Lord Curzon s’assoit au milieu des applaudissemens. Après lui, les deux candidats unionistes ont pris la parole ; chacun d’eux avait amené sa femme qui était assise à côté de lui, et cela paraissait tout naturel. « C’est que, m’a dit une de ces dames, nous faisons autant de visites que nos maris ; toutes nos journées y passent. » Une résolution remerciant lord Curzon et exprimant la confiance en M. Balfour est votée à l’unanimité moins six voix, ou plutôt douze mains levées contre (ici on vote avec les deux mains), ce qui provoque des grognemens, des hou-hou.
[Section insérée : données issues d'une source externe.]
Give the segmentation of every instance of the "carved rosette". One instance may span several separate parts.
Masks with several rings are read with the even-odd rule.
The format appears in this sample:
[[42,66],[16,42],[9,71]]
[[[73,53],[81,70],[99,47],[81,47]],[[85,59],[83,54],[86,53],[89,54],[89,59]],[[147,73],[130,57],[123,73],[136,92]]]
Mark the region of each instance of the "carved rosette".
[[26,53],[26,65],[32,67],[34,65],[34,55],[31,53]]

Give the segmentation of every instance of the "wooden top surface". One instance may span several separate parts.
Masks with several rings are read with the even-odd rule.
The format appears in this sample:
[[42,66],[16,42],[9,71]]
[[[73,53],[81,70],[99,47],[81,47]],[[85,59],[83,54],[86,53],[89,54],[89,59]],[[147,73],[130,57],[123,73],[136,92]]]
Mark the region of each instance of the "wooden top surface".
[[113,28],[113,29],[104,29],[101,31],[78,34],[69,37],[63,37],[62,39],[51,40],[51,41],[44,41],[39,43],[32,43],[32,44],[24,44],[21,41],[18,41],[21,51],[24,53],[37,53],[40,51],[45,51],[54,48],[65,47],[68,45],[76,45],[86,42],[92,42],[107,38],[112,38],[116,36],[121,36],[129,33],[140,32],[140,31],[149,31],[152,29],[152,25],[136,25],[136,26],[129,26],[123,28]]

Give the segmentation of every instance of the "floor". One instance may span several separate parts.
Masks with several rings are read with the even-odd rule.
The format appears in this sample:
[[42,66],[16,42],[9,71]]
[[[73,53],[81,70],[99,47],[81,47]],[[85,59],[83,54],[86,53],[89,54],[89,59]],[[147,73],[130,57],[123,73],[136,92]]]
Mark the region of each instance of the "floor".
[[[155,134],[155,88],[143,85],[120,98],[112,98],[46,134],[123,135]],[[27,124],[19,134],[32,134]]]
De même l’auditoire grognait avec furie toutes les fois qu’était prononcé le nom de M. Winston Churchill ou de M. Lloyd George, En revanche, le nom de M. Asquith ne soulève aucune protestation, soit qu’on respecte en lui « le premier ministre du gouvernement de Sa Majesté, » soit qu’on lui sache gré de sa modération relative, car ce qu’en conversation ses adversaires paraissent surtout lui reprocher, c’est de se laisser entraîner par ses jeunes et ardens collègues, au-delà des limites que, livré à lui-même, il ne franchirait pas.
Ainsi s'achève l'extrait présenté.